The Milner Centre for Evolution, Department of Biology and Biochemistry, University of Bath, Bath, BA2 7AY, UK.
Institute for Genetics and Molecular Medicine, University of Edinburgh, Edinburgh, EH4 2XU, UK.
Genome Biol. 2017 Nov 7;18(1):213. doi: 10.1186/s13059-017-1337-5.
An important goal of cancer genomics is to identify systematically cancer-causing mutations. A common approach is to identify sites with high ratios of non-synonymous to synonymous mutations; however, if synonymous mutations are under purifying selection, this methodology leads to identification of false-positive mutations. Here, using synonymous somatic mutations (SSMs) identified in over 4000 tumours across 15 different cancer types, we sought to test this assumption by focusing on coding regions required for splicing.
Exon flanks, which are enriched for sequences required for splicing fidelity, have ~ 17% lower SSM density compared to exonic cores, even after excluding canonical splice sites. While it is impossible to eliminate a mutation bias of unknown cause, multiple lines of evidence support a purifying selection model above a mutational bias explanation. The flank/core difference is not explained by skewed nucleotide content, replication timing, nucleosome occupancy or deficiency in mismatch repair. The depletion is not seen in tumour suppressors, consistent with their role in positive tumour selection, but is otherwise observed in cancer-associated and non-cancer genes, both essential and non-essential. Consistent with a role in splicing modulation, exonic splice enhancers have a lower SSM density before and after controlling for nucleotide composition; moreover, flanks at the 5' end of the exons have significantly lower SSM density than at the 3' end.

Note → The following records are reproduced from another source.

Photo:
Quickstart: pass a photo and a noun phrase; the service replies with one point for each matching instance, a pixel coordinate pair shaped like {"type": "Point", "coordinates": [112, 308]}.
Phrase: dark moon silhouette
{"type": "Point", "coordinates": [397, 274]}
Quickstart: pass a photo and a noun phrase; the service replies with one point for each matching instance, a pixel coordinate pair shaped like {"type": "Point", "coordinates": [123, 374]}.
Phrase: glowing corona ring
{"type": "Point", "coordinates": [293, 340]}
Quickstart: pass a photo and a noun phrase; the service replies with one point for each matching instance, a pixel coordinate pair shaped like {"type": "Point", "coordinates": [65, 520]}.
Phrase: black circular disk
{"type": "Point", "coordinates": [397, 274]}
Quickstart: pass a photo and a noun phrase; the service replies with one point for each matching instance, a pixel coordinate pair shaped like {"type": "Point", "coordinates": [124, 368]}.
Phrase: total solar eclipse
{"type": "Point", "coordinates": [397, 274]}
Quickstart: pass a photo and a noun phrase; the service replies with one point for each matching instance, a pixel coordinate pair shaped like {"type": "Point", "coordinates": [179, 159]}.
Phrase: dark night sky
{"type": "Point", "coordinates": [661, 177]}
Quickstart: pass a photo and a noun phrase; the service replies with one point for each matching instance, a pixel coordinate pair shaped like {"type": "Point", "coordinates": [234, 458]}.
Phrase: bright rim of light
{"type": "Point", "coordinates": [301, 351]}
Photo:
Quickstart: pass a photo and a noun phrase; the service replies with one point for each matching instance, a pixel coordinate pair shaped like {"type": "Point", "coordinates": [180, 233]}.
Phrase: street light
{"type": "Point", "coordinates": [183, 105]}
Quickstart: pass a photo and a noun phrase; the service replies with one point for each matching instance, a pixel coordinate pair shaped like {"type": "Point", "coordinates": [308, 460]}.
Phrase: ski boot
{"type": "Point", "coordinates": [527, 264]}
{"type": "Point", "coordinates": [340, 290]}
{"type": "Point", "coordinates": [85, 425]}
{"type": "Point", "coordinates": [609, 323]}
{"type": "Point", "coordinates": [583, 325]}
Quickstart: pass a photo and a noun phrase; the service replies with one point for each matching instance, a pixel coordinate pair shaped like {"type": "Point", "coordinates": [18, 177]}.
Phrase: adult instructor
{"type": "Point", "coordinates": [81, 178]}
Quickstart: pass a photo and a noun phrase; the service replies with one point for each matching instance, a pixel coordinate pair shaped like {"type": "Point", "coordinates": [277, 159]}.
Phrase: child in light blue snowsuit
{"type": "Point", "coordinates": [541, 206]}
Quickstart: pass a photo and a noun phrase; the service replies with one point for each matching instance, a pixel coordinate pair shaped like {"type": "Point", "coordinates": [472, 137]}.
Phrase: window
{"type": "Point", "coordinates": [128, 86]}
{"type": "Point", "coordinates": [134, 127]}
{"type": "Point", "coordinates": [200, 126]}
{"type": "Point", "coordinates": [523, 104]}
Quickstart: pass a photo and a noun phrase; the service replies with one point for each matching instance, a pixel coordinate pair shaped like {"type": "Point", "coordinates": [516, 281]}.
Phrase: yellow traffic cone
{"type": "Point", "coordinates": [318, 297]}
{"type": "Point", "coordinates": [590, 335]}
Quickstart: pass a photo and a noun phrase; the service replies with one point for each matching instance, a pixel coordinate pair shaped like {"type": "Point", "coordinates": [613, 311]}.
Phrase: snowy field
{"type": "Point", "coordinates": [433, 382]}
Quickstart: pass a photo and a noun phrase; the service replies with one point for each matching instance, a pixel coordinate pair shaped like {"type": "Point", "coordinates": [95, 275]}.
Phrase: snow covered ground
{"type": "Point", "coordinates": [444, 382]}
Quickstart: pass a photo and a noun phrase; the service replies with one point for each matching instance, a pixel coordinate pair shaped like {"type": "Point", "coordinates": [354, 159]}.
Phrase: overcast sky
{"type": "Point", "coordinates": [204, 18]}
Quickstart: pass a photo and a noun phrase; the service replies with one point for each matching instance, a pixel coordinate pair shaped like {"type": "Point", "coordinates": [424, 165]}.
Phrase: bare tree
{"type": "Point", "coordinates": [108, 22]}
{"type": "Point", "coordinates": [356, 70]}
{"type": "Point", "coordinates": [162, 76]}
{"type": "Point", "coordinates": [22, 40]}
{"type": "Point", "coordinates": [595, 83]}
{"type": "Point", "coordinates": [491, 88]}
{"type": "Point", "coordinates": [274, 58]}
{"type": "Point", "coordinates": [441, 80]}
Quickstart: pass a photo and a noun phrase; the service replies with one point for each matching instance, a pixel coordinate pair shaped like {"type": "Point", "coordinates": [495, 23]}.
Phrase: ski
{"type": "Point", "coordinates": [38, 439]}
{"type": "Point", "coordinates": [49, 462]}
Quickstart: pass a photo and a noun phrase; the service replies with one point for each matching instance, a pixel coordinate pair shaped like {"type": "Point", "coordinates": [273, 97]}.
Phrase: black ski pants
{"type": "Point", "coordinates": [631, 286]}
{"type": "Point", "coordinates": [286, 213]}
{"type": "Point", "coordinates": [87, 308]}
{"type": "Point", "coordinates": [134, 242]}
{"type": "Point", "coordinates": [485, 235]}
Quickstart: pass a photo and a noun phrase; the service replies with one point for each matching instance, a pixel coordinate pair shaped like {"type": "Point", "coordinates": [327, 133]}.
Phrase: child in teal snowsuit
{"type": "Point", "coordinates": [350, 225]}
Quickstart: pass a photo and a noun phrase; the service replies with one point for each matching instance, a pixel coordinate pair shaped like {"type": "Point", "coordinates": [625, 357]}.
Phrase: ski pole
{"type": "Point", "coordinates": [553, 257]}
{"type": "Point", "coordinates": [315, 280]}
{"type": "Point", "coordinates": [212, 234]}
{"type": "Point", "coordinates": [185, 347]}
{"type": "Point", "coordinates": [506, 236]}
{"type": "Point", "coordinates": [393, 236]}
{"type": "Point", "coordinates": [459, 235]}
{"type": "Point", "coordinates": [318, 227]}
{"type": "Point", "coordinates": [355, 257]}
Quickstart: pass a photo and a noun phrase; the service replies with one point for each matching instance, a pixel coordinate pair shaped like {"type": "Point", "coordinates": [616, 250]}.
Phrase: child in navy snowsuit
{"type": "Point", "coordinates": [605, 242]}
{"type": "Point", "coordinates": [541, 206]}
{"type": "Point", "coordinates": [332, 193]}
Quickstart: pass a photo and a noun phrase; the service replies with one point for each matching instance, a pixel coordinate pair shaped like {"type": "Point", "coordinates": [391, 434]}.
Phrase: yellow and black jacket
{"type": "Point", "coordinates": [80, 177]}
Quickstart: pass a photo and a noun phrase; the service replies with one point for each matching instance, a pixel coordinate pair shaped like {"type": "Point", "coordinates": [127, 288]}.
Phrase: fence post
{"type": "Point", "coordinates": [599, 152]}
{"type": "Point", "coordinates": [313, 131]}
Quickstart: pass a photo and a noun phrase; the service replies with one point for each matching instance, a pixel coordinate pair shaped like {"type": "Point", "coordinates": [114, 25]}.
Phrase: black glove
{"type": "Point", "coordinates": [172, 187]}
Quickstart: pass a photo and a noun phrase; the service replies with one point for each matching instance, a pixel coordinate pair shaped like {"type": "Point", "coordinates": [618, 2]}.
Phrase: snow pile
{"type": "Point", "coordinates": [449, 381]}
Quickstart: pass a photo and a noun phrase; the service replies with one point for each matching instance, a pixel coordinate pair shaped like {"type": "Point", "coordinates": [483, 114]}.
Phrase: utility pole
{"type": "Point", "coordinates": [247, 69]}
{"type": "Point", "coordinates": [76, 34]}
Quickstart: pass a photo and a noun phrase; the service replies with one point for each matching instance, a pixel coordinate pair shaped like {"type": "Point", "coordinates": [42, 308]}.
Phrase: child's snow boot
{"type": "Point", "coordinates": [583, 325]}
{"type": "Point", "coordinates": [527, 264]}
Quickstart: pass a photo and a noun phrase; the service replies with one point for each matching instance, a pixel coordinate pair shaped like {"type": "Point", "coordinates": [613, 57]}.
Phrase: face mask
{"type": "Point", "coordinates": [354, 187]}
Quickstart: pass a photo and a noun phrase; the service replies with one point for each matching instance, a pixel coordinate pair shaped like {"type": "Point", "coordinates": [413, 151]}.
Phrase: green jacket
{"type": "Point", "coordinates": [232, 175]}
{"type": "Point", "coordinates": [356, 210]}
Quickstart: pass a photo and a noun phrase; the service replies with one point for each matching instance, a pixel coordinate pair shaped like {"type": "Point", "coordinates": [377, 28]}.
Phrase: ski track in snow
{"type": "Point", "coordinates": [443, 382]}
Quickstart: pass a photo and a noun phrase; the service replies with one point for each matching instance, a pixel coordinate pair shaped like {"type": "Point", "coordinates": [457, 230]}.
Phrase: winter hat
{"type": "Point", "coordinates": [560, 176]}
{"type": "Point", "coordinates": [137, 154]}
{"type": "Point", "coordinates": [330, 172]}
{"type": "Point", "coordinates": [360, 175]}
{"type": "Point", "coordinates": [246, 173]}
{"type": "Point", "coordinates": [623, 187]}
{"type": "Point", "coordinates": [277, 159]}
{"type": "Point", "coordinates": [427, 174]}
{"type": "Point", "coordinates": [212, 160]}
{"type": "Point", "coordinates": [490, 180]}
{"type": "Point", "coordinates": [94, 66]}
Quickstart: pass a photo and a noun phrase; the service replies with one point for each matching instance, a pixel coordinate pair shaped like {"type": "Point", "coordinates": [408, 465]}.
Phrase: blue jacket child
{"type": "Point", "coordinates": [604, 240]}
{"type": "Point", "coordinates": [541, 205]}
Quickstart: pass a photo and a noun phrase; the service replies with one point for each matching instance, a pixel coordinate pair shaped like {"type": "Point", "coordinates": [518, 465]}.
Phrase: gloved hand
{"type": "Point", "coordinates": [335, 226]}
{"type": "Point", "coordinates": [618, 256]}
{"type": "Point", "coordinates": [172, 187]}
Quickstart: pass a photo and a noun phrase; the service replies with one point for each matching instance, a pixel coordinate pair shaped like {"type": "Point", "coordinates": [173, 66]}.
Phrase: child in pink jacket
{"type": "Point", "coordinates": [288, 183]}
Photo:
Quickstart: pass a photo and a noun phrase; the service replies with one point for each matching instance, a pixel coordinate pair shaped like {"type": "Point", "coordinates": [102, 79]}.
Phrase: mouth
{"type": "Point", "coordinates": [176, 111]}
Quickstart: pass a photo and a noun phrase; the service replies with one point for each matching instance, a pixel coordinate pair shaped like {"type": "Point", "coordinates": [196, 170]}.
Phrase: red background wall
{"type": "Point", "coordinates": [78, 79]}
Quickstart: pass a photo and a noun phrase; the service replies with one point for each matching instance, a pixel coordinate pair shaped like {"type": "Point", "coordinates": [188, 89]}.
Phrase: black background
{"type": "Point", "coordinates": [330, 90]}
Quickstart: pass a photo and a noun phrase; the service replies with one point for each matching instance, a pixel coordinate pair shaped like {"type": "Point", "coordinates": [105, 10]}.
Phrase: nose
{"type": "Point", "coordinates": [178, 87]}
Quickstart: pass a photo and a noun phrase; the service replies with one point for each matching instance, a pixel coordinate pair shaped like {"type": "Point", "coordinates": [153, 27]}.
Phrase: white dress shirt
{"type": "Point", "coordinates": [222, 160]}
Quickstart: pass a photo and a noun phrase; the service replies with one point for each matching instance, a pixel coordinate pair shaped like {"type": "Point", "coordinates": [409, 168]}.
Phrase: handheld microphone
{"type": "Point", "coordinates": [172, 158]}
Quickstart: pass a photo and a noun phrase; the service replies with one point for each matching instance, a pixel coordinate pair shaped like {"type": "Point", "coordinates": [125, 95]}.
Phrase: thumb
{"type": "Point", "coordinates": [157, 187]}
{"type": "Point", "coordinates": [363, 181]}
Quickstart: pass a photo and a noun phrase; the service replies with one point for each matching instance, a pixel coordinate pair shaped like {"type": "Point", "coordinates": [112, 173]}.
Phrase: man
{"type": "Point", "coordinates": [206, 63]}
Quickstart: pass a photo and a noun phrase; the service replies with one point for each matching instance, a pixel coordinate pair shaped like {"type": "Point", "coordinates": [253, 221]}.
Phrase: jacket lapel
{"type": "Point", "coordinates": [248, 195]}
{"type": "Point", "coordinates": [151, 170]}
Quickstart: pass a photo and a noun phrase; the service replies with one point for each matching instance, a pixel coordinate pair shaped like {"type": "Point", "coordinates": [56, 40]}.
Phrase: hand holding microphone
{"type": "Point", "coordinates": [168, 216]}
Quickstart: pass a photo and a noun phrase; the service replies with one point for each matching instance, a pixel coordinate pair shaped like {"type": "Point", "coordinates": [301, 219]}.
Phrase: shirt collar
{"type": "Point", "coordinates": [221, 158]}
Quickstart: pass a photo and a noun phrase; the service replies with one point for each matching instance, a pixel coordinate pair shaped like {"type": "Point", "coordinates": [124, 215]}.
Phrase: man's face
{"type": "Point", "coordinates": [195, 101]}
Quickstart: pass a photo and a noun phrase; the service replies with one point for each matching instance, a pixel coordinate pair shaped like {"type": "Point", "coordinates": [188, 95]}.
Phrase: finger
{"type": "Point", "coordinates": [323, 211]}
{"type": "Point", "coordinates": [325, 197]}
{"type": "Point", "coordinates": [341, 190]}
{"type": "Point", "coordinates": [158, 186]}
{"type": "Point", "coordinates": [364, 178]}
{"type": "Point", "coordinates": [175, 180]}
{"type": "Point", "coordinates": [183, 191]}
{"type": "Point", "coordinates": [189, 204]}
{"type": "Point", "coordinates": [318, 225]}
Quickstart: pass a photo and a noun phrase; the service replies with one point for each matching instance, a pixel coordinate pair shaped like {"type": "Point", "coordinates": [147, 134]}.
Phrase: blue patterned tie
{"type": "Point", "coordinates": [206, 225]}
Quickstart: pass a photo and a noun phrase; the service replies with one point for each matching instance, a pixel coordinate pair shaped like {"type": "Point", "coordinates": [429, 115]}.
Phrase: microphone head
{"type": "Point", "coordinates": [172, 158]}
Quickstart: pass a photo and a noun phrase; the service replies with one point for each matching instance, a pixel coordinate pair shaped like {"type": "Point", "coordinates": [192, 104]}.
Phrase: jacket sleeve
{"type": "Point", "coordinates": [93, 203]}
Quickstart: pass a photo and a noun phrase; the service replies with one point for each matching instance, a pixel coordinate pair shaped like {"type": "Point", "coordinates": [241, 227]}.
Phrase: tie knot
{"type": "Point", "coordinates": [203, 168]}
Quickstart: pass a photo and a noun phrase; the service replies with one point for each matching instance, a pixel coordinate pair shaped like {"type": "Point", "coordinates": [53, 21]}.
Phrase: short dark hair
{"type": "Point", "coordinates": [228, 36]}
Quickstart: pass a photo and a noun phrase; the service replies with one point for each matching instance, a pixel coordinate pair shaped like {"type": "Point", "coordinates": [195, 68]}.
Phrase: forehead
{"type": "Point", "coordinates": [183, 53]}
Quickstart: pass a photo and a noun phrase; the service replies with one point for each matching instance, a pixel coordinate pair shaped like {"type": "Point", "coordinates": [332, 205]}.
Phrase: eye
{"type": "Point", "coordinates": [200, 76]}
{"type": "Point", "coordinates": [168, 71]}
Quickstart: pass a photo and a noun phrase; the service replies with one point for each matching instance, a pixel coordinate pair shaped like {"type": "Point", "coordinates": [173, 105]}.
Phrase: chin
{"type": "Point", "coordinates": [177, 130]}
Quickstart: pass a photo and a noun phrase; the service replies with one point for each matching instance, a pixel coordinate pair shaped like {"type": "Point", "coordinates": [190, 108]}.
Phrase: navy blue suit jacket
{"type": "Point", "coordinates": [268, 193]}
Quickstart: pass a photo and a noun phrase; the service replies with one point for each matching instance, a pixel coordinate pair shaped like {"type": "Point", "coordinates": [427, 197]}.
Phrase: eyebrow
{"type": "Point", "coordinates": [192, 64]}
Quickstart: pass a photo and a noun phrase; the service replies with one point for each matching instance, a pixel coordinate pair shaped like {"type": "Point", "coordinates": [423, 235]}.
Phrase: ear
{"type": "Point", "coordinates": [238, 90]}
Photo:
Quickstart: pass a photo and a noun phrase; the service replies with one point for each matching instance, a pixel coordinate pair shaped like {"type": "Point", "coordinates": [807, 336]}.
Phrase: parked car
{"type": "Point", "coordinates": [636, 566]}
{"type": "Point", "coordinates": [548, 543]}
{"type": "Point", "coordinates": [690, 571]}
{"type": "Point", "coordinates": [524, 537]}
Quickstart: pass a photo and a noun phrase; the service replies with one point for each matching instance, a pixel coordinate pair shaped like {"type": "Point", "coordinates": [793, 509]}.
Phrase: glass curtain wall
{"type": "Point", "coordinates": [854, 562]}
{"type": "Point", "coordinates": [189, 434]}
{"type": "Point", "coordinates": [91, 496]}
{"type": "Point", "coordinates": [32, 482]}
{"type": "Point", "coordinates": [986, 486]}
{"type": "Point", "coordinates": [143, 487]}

These results suggest that the observable mutational spectrum of cancer genomes is not simply a product of various mutational processes and positive selection, but might also be shaped by negative selection.
癌症基因组学的一个重要目标是系统地识别致癌突变。一种常见的方法是识别非同义突变与同义突变比值较高的位点;然而,如果同义突变受到纯化选择的影响,这种方法会导致假阳性突变的识别。在这里,我们使用在超过 4000 个肿瘤中鉴定的同义体细胞突变(SSM),通过关注剪接所需的编码区域来检验这一假设。
exon flanks(exon 侧翼)富含剪接保真所需的序列,与exon cores(exon 核心)相比,SSM 密度低约 17%,即使排除了经典剪接位点。虽然无法消除未知原因的突变偏差,但多条证据支持纯化选择模型而非突变偏差解释。侧翼/核心差异不能用核苷酸含量偏斜、复制时相、核小体占有率或错配修复缺陷来解释。肿瘤抑制基因中没有这种耗尽现象,这与它们在正向肿瘤选择中的作用一致,但在其他癌症相关和非癌症基因中,无论是必需基因还是非必需基因,都观察到了这种现象。exon 剪接增强子在控制核苷酸组成前后的 SSM 密度较低,这与它们在剪接调节中的作用一致;此外,exon 5' 侧翼的 SSM 密度明显低于 3' 侧翼。
这些结果表明,可观察到的癌症基因组突变谱不仅仅是各种突变过程和正向选择的产物,还可能受到负向选择的影响。